Regista di testi che trionfarono a Broadway grazie a lui, anzitutto quelli celeberrimi di Tennessee Williams (il Tram... e Arthur Miller, Morte di un commesso viaggiatore) e scopritore e addestratore di star, il teatro americano del dopoguerra gli deve la sua originalità e la sua potenza nell'abbattimento di molti tabu psicologici e sessuali e le due cose insieme, e nella creazione di un immaginario collettivo che venne poi dilatato da Hollywood, principalmente attraverso i suoi stessi film.
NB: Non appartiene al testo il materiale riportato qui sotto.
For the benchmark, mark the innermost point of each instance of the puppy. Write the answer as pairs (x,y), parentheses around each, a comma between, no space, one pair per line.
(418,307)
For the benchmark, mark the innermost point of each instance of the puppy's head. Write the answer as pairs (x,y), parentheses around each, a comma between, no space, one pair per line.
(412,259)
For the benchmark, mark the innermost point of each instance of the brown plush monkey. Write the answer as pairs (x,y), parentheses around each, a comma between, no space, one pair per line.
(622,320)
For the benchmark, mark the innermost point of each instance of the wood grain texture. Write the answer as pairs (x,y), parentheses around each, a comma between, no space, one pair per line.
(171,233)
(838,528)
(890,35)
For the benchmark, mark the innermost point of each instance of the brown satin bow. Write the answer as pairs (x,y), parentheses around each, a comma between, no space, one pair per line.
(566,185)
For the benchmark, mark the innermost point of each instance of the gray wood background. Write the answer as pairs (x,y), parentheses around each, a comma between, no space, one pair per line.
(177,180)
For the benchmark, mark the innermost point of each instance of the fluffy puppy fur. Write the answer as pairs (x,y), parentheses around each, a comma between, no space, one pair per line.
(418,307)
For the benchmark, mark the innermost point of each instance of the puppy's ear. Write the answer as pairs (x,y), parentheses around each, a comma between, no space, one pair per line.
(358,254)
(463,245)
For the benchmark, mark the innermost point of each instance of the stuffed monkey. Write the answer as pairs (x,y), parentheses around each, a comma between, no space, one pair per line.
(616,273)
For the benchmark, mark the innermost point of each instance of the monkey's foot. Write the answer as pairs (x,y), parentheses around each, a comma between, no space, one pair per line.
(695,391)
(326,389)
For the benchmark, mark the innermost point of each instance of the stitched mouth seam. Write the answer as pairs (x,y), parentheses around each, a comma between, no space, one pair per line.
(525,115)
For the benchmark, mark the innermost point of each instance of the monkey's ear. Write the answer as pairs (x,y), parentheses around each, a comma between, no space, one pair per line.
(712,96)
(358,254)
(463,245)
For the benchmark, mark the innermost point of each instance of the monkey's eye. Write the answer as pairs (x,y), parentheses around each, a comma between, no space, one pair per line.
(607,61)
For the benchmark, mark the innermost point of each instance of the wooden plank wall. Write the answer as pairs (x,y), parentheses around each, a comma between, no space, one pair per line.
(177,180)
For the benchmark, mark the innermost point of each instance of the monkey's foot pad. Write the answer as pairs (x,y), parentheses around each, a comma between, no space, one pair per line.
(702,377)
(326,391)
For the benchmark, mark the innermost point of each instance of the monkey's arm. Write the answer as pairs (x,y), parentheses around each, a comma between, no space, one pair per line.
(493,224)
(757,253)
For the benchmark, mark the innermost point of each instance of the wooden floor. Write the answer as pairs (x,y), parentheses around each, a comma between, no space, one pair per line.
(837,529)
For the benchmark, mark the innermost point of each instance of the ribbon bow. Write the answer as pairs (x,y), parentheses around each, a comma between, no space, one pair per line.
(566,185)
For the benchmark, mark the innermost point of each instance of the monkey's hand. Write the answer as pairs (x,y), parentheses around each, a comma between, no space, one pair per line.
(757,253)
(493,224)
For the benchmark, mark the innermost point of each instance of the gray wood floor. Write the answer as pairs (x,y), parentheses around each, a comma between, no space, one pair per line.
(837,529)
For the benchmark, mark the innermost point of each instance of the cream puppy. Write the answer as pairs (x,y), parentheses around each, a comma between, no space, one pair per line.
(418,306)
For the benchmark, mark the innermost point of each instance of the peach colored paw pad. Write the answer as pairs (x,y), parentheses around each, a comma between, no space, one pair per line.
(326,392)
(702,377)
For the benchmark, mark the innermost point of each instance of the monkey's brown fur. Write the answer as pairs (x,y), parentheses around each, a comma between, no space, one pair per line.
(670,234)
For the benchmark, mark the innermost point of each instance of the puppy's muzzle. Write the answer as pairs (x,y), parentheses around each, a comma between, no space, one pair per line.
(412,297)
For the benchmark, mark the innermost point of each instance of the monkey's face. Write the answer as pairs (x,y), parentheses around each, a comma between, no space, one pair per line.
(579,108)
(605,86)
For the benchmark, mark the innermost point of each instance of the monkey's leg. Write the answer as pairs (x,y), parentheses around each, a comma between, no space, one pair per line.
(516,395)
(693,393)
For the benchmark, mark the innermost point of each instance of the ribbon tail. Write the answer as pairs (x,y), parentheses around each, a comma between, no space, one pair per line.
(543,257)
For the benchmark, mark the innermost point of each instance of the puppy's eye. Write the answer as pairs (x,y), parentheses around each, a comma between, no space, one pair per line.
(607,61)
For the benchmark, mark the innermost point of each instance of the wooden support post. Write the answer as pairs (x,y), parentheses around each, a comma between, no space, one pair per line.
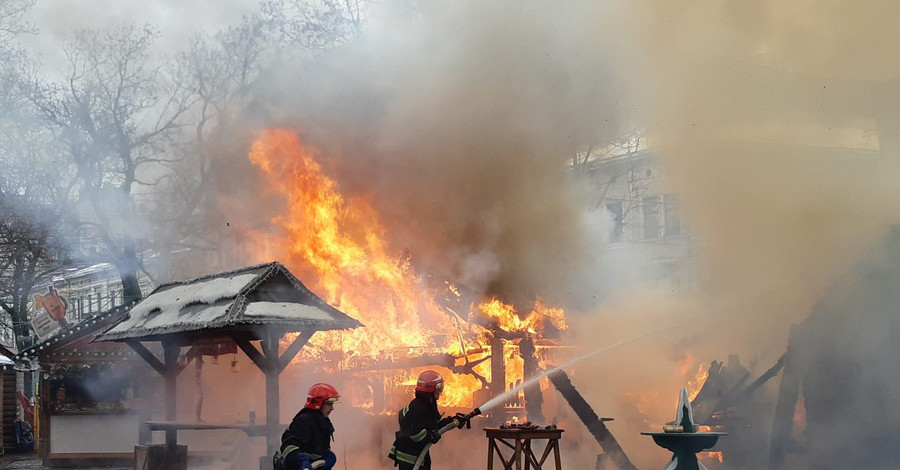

La genialità e il perfezionismo delle sue regie sono ampiamente documentate dal volume bolognese, ma è bene rifarsi, per parlare del suo cinema, a uno dei maggiori critici cinematografici francesi, Roger Tailleur, prematuramente scomparso (la sua opera è pubblicata in Italia in due densi volumi dalle edizioni Falsopiano) divideva l'opera di Kazan in tre momenti: quello del Voi, quello del Noi, quello dell'Io. Le prime opere sono di ottima scuola, ma sanno di teatro e di una oggettività da terza persona plurale, ma poi, a partire dai due canti a New Orleans, Bandiera gialla, un'inchiesta poliziesca girata per le strade della città, e Un tram che si chiama Desiderio girato tutto in studio, il regista passa al "noi", racconta ambienti e comunità esemplari con costruzioni azzardate e provocatorie e passa pian piano all'Io, ad assumersi, dopo il "tradimento" del 1952 (vi aveva fatto i nomi alla Commissione di amici che erano stati come lui comunisti) le sue responsabilità in prima persona, a parlare di un sé travasato nell'Altro, di un Altro che diventa Sé.